The CSV on the Web Working Group would also like to invite people to start implementing these specifications and to donate their test cases into the group’s test suite. Building this test suite, as well as responding to comments, will be the group’s focus over the next couple of months.
Learn more about the CSV on the Web Working Group.
If nothing else, Model for Tabular Data and Metadata on the Web, represents a start on documenting a largely undocumented data format. Perhaps the most common undocumented data format of all. I say that, there may be a dissertation or even a published book that has collected all the CSV variants at a point in time. Sing out if you know of such a volume.
Will be interested to see if the group issues a work product entitled: Generating CSV from RDF on the Web. Our return to data opacity will be complete.
Not that I have any objections to CSV, compact, easy to parse (well, perhaps not correctly but I didn’t say that), widespread, but it isn’t the best format for blind interchange, which by definition includes legacy data. Odd that in a time of practically limitless storage and orders of magnitude faster processing, that data appears to be seeking less documented semantics.

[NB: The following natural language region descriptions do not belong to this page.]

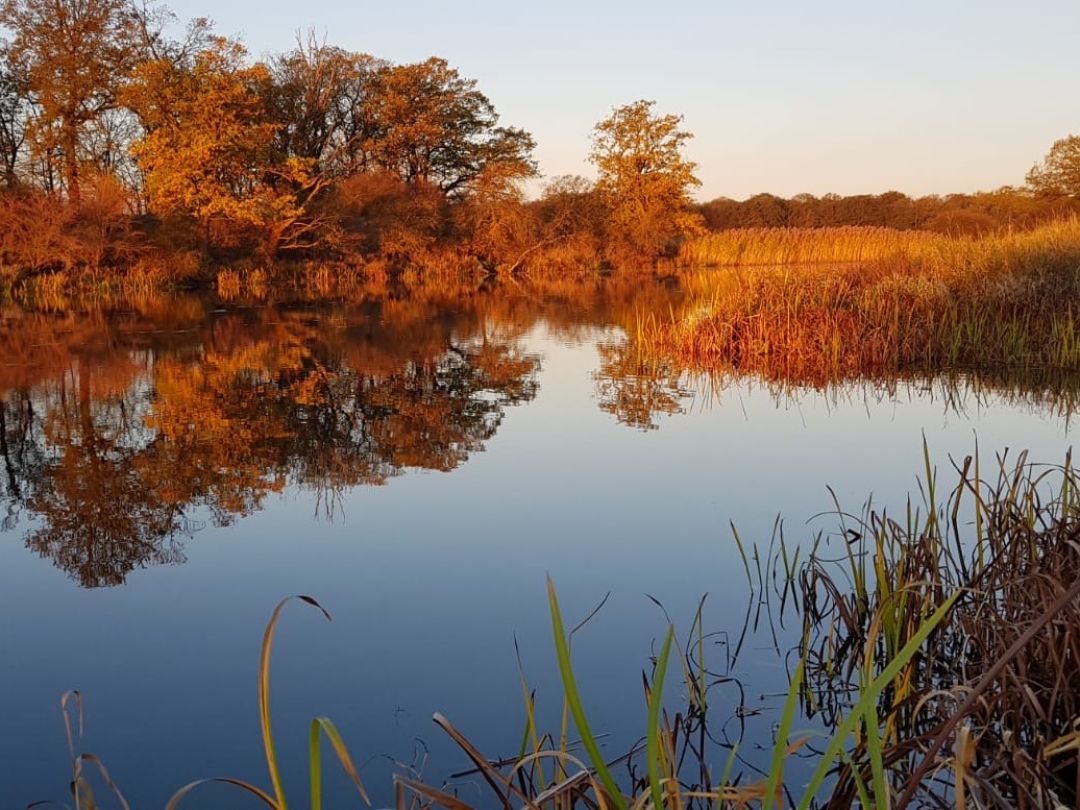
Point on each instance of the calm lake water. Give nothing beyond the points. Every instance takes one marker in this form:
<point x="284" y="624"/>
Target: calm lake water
<point x="418" y="463"/>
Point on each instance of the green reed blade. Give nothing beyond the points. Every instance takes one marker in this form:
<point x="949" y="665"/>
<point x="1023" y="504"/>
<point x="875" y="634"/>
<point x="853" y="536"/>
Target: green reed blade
<point x="652" y="730"/>
<point x="574" y="701"/>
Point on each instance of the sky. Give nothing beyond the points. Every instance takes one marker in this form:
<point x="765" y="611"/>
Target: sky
<point x="782" y="97"/>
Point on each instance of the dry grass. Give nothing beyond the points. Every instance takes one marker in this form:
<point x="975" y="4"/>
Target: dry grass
<point x="987" y="714"/>
<point x="755" y="246"/>
<point x="1006" y="300"/>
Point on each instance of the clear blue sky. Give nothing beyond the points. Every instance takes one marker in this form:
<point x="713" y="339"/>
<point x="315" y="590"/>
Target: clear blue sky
<point x="835" y="95"/>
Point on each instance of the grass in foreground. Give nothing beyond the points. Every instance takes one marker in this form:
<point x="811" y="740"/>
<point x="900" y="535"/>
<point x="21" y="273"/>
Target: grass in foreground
<point x="937" y="651"/>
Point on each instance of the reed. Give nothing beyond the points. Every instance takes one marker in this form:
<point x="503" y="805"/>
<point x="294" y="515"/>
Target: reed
<point x="935" y="302"/>
<point x="937" y="653"/>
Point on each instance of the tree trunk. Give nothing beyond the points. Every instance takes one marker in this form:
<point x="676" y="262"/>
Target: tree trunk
<point x="71" y="162"/>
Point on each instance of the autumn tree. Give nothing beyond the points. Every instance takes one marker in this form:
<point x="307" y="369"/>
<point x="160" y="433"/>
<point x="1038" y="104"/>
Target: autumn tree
<point x="645" y="179"/>
<point x="208" y="147"/>
<point x="14" y="117"/>
<point x="319" y="94"/>
<point x="75" y="56"/>
<point x="1058" y="174"/>
<point x="433" y="126"/>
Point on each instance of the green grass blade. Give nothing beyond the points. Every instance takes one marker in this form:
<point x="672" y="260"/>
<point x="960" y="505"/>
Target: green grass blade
<point x="652" y="732"/>
<point x="877" y="764"/>
<point x="327" y="727"/>
<point x="315" y="766"/>
<point x="268" y="743"/>
<point x="780" y="750"/>
<point x="871" y="696"/>
<point x="574" y="700"/>
<point x="726" y="777"/>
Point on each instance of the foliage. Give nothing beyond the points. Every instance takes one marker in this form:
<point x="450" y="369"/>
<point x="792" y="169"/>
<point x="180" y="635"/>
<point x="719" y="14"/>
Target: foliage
<point x="645" y="179"/>
<point x="1058" y="174"/>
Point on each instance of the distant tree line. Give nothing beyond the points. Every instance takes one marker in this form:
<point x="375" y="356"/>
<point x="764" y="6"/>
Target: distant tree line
<point x="959" y="214"/>
<point x="126" y="137"/>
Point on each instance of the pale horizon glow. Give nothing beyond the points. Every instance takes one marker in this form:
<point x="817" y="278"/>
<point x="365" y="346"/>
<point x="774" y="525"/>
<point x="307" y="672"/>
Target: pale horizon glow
<point x="783" y="97"/>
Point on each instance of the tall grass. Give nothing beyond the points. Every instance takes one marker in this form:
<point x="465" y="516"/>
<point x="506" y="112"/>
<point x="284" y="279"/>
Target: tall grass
<point x="756" y="246"/>
<point x="940" y="302"/>
<point x="739" y="246"/>
<point x="939" y="650"/>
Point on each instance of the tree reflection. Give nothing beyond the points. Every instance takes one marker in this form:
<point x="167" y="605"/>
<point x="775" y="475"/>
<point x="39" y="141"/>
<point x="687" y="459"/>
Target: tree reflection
<point x="115" y="456"/>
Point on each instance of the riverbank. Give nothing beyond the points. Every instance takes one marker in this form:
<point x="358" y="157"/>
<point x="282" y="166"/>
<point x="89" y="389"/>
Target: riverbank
<point x="914" y="300"/>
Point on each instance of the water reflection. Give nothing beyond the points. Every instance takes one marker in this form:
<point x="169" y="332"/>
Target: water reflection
<point x="119" y="447"/>
<point x="638" y="389"/>
<point x="123" y="433"/>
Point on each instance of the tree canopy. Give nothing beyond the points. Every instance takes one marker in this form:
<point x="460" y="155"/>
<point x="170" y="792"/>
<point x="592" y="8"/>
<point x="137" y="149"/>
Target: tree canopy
<point x="1058" y="174"/>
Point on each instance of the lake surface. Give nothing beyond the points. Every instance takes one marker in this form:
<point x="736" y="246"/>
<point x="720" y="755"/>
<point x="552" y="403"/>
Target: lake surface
<point x="418" y="462"/>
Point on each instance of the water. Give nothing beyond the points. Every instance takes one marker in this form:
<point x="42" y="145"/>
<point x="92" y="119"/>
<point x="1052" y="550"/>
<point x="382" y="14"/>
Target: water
<point x="418" y="463"/>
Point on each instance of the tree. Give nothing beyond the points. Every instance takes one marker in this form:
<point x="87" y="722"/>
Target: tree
<point x="1058" y="174"/>
<point x="75" y="55"/>
<point x="14" y="117"/>
<point x="432" y="126"/>
<point x="208" y="148"/>
<point x="319" y="96"/>
<point x="645" y="180"/>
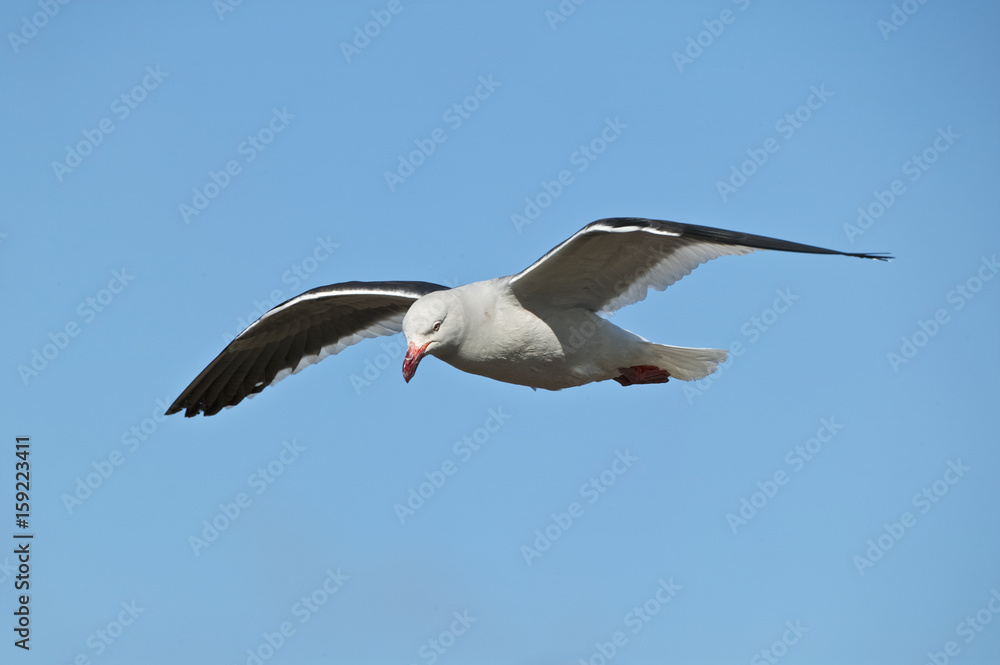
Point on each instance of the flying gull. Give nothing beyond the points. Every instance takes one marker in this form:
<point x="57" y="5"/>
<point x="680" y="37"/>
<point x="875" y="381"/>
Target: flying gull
<point x="540" y="328"/>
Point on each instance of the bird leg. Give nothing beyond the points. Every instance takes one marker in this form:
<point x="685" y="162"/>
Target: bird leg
<point x="642" y="374"/>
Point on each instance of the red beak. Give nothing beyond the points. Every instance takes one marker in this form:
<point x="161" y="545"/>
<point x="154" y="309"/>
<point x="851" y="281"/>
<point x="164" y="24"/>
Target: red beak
<point x="412" y="359"/>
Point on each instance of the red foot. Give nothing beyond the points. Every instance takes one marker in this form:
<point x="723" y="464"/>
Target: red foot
<point x="642" y="374"/>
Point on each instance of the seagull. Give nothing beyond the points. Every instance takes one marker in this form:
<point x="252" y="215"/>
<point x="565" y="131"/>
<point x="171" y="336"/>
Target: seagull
<point x="542" y="327"/>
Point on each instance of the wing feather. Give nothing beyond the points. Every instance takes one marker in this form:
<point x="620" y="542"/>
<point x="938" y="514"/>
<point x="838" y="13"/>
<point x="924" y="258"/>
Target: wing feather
<point x="614" y="262"/>
<point x="295" y="334"/>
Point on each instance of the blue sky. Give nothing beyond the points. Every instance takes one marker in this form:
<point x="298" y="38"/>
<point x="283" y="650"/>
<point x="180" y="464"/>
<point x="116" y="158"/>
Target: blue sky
<point x="829" y="496"/>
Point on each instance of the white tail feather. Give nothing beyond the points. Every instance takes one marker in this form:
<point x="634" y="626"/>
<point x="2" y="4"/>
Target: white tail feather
<point x="685" y="363"/>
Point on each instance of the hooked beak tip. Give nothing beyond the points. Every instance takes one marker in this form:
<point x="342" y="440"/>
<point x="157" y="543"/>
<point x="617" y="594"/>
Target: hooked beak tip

Or is that the users and producers of data prefer data with less documented semantics? I knew an office manager once upon a time who produced reports from unshared cheatsheets using R Writer. Was loathe to share field information with anyone. Seemed like a very sad way to remain employed.
Documenting data semantics isn’t going to obviate the need for the staffs who previously concealed data semantics. Just as data is dynamic so are its semantics which will require the same staffs to continually update and document the changing semantics of data. Same staffs for the most part, just more creative duties.